With the growth of on-line services has come a wealth of convenience. I log into the Hofstra portal and my email around the globe. I rarely step inside of a bank. I purchase more and more products on-line, I pay more and more bills on-line, and I even access much of the national, regional and higher education news on-line. The rapidly increasing transition to more and more on-line products and services in the last decade has been a welcome change. I know I am more productive and efficient as a result and I even believe I have slightly more discretionary time.
Along with all the enhanced usage, there is clearly an increased need for security. My emails, what I buy, what I pay, and what I read is my business. Therefore with more and more of my accounts, there is a password along with the log-in ID and this is also as it should be. Initially, my approach was to use the same ID and the same password for almost all of my accounts. In a very few cases, there were password parameters that required I make changes and I did so whenever the need arose…but not more than that. As the accounts multiplied, it became clear to me that having so much reliance on one log-in and on one password diminished my security and increased my vulnerability; and so I began to vary both on a regular basis and to even change passwords on a regular basis. In all cases, I did stick to basic themes for both the ID and the password and so I ended up with many, many variations on a theme. I was clearly responding effectively to security concerns and to add further to the level of protection, I never wrote down any password and relied on my memory which served me well.
A few weeks ago, I needed to enter an important program on my hard drive that I had last accessed over a year ago. I open the program and get ready to enter the password but can’t remember exactly what the password is. And so I start to enter possible/likely passwords and nothing works. I even wrote down passwords as I try them since as I mentioned above, my passwords are close variations. Here too, nothing works. Periodically I come back to this program and to date nothing has worked. But I do feel confident that my data is secure. I have also opened two new accounts during this time and in each case have written down the ID and password information.

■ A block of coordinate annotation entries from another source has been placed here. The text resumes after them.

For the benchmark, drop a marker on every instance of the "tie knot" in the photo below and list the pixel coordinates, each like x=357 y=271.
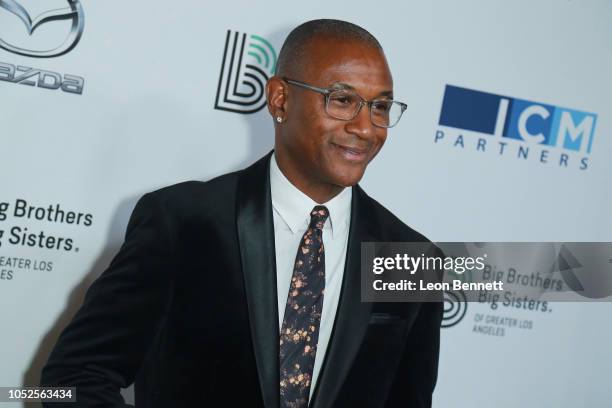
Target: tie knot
x=318 y=216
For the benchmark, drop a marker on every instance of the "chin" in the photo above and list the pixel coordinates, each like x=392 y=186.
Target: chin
x=348 y=178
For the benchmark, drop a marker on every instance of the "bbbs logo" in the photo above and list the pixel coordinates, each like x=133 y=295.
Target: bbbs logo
x=248 y=61
x=24 y=75
x=518 y=127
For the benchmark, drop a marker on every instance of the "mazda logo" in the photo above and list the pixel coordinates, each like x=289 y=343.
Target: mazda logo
x=73 y=12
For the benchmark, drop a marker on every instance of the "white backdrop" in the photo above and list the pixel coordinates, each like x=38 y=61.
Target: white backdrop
x=146 y=118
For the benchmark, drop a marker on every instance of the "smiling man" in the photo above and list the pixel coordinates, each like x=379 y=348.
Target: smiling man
x=245 y=290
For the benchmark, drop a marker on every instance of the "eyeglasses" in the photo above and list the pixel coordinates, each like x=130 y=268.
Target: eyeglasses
x=345 y=104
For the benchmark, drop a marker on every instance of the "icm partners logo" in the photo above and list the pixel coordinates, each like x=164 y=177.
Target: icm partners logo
x=19 y=74
x=517 y=127
x=248 y=61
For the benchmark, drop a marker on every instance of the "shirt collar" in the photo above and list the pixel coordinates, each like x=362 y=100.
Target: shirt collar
x=294 y=206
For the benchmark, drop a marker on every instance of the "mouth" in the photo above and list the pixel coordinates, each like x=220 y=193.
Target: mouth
x=353 y=154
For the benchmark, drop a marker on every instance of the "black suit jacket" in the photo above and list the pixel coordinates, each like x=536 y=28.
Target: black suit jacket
x=187 y=310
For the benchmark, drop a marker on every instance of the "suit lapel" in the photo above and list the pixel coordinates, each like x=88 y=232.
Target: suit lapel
x=352 y=315
x=256 y=240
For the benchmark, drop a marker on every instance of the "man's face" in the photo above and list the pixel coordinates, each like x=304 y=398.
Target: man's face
x=322 y=149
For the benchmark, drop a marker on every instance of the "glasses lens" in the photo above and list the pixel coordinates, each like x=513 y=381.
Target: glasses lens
x=343 y=104
x=386 y=113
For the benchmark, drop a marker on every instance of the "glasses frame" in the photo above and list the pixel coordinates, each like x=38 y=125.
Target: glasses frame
x=327 y=91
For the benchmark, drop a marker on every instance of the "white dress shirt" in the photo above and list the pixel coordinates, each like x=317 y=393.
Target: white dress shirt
x=291 y=212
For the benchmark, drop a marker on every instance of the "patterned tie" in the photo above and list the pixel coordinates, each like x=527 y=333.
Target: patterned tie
x=300 y=331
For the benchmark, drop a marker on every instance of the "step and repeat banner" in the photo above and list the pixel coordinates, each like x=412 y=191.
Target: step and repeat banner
x=507 y=137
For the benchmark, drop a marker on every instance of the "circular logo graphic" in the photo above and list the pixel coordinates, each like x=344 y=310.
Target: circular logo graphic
x=74 y=13
x=455 y=308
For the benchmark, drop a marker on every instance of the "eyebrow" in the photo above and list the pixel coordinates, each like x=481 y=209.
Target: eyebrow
x=342 y=85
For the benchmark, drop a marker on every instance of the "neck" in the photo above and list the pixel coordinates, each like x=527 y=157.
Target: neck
x=319 y=192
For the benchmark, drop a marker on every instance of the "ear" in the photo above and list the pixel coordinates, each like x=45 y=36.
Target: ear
x=276 y=97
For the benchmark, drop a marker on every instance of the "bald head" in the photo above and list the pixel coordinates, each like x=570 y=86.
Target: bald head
x=294 y=53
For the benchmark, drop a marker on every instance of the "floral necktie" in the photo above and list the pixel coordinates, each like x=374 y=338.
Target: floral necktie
x=300 y=330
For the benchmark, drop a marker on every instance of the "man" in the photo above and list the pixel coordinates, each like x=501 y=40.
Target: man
x=207 y=303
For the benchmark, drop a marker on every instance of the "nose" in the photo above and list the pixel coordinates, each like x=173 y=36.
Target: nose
x=361 y=125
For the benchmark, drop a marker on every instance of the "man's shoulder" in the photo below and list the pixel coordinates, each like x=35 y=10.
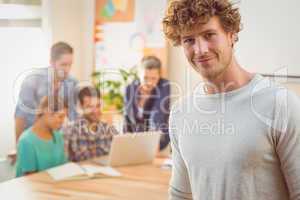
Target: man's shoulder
x=72 y=79
x=26 y=137
x=35 y=75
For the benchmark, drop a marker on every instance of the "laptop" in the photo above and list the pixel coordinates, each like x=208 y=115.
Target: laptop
x=132 y=149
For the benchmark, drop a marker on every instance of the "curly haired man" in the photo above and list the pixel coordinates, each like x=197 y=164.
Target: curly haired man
x=236 y=137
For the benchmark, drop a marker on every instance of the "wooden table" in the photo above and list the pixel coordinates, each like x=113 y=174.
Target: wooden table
x=140 y=182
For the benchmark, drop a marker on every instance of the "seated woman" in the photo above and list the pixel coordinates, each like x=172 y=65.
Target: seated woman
x=42 y=146
x=88 y=137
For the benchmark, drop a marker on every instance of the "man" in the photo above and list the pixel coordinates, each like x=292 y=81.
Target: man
x=87 y=137
x=147 y=103
x=51 y=81
x=237 y=136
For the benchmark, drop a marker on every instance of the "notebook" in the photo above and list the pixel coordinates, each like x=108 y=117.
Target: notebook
x=73 y=171
x=132 y=149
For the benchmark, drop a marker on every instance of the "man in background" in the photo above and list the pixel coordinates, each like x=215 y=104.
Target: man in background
x=50 y=81
x=147 y=102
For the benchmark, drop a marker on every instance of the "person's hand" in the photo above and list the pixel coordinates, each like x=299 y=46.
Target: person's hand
x=145 y=92
x=12 y=156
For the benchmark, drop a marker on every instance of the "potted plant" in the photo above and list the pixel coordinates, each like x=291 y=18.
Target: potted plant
x=112 y=85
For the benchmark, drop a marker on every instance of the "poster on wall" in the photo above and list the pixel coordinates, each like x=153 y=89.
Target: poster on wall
x=126 y=30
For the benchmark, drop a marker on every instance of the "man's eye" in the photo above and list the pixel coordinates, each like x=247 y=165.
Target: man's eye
x=188 y=41
x=209 y=35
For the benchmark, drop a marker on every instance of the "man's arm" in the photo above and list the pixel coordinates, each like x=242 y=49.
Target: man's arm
x=287 y=128
x=20 y=124
x=180 y=187
x=25 y=106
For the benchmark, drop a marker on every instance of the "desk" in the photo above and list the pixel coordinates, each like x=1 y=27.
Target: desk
x=140 y=182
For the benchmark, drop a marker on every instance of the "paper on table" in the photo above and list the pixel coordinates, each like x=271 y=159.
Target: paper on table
x=73 y=171
x=108 y=171
x=66 y=171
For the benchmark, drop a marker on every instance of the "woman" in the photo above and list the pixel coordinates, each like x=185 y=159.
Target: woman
x=41 y=146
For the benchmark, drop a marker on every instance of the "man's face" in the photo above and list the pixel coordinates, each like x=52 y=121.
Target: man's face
x=91 y=108
x=208 y=48
x=151 y=78
x=63 y=65
x=55 y=120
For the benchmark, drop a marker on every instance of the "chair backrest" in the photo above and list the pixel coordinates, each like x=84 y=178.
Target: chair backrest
x=7 y=171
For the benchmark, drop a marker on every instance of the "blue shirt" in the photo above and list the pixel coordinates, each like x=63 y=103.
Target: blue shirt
x=37 y=154
x=38 y=84
x=155 y=113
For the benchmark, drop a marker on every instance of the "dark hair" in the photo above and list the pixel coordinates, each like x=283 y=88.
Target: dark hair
x=151 y=62
x=88 y=91
x=60 y=48
x=52 y=104
x=183 y=15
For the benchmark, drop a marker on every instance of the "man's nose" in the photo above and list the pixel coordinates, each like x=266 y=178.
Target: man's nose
x=201 y=47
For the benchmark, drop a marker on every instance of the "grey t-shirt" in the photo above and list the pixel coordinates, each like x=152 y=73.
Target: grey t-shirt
x=243 y=144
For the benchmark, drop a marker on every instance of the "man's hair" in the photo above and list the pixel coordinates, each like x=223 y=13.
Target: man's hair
x=88 y=91
x=184 y=15
x=151 y=62
x=52 y=104
x=60 y=48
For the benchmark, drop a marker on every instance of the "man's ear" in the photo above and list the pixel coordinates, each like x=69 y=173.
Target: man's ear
x=233 y=38
x=52 y=63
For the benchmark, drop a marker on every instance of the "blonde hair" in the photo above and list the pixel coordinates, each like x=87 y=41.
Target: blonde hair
x=52 y=104
x=183 y=15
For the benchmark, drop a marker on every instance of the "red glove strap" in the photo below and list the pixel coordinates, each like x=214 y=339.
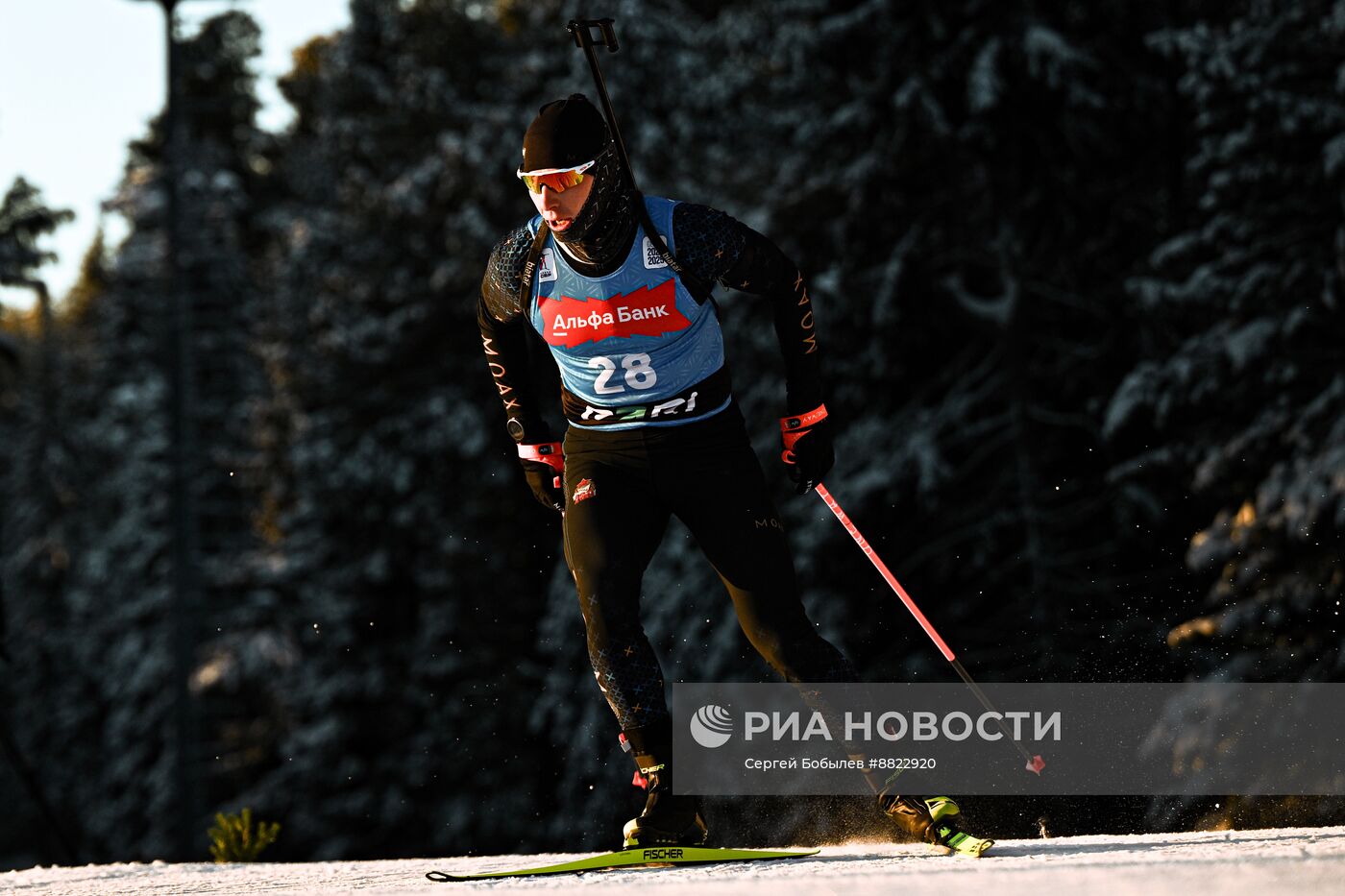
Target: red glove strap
x=794 y=428
x=547 y=452
x=803 y=422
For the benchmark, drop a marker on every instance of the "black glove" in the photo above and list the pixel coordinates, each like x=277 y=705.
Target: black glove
x=807 y=448
x=544 y=466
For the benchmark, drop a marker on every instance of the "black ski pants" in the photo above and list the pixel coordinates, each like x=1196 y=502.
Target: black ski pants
x=621 y=489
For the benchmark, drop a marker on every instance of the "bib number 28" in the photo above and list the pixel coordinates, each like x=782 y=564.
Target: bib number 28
x=636 y=372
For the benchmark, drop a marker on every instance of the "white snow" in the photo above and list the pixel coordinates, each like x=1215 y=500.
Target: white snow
x=1302 y=861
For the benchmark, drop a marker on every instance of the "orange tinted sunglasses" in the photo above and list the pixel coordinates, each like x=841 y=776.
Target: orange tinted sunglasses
x=558 y=180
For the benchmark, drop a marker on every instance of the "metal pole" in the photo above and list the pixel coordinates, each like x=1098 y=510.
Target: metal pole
x=178 y=351
x=582 y=31
x=1035 y=763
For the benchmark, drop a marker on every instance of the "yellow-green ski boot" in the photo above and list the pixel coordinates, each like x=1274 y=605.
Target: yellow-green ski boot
x=945 y=837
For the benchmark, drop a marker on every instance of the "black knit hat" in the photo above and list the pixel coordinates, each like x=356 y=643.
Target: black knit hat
x=565 y=133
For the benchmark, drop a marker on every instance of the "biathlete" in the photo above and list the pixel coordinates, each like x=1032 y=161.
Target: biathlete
x=654 y=430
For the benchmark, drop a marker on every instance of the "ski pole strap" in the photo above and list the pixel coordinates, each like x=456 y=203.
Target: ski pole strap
x=794 y=428
x=548 y=452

Since the technology exists I am ready for the ID/login function to be replaced by a thumb print or an eye scan. In the meantime I have started writing down this information for existing as well as new accounts on a secure site. I’ve learned my lesson. My memory is excellent but my many, many logins and passwords are more than a match. Maintaining security is critical but without accessibility, it leaves something to be desired. Having written this blog, I am feeling optimistic and heading right back to finding the right combination to access my data.